AI Conversations: A Two-Lane Approach to Assessment
This article is part of an ongoing series exploring how LCS is integrating artificial intelligence into learning. From innovative tools to ethical discussions, we offer a transparent look at AI's role in authentic, personalized education.
The intersection of AI and education continues to raise questions about learning, thinking, and assessment. At Lakefield, we've been asking: What kind of learning do we want to protect and what kind do we want to enhance? Our answer has taken shape in what we call the Two-Lane Approach—a clear, thoughtful stance on AI in assessments grounded in research and aligned with our values.
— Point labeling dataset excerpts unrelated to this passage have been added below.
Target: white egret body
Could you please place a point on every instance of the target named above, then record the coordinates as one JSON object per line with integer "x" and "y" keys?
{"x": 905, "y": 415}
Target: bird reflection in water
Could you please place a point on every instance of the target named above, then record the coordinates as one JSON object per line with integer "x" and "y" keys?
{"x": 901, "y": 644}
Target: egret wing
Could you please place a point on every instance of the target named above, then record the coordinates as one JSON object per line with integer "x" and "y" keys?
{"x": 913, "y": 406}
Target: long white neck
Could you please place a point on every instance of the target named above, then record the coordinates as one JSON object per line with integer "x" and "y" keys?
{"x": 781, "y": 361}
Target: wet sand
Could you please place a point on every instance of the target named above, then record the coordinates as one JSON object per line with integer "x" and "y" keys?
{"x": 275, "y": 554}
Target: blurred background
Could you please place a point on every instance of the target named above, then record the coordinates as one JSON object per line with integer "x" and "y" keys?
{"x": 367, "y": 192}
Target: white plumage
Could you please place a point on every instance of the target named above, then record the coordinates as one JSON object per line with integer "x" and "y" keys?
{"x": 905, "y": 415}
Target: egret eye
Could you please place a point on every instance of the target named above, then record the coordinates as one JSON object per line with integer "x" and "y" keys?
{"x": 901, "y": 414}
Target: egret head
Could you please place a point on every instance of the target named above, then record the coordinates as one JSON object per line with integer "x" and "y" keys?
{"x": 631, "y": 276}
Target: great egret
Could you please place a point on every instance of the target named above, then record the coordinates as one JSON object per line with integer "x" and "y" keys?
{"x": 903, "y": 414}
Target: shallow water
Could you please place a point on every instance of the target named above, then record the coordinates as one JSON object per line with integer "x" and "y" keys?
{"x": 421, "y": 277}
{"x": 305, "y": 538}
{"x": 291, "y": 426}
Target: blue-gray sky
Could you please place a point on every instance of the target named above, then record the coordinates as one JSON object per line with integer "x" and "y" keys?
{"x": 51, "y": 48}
Over the past year, a working group of faculty, administrators, IT staff, and school leaders engaged in research around best practices for AI in education. The approach that resonated most strongly came from the University of Sydney, offering a model that prioritizes trust, transparency, and challenge as opposed to models that relied on detection and punishment.
What makes this approach distinctive is its clarity. Lane 1 assessments are secured, supervised, and AI-free—written by hand, completed in-class, and designed to capture independent thinking. Lane 2 assessments are designed with AI integration in mind—where students are encouraged to use AI tools, reflect on their process, and extend their learning through technology. This framework doesn't just clarify expectations—it promotes better conversations about when AI enhances learning and when traditional approaches offer deeper growth.
Across subject areas, the Two-Lane Approach has expanded creative possibilities. In humanities, students use AI to explore complex issues before teaching peers without notes or slides, translating knowledge into their own voice. Math students construct equations that produce art in the style of Sol LeWitt—working through math by hand in Lane 1, then using AI to visualize and refine their work. The assignment culminates in students reflecting on their ability to communicate mathematical ideas clearly and assessing the spatial capabilities of AI tools. Creative writing students experiment with genres they've never attempted, producing sophisticated, real-world products like novels, plays and marketing campaigns. Lane 2 tasks expect that students will use AI, so the expectations for the final product are amplified. Rather than write a poem, students write an anthology. Rather than write a short story, they produce a novel.
Student feedback confirms they value this transparency. They appreciate knowing exactly when AI use is expected—and when it isn't. As one student reflected, 'I really like Flint because it's very specific about the advice it gave without changing the paragraph itself,' highlighting how clear parameters help students maintain ownership of their work. This approach maintains the essential "friction"—the cognitive challenge and critical thinking required for deep academic growth—while leveraging tools that provide responsive feedback.
The real test of this approach isn't in our policy documents - it's in daily classroom moments when students have autonomy to choose how to approach a problem. We're encouraged by how often they're making thoughtful choices, not just convenient ones.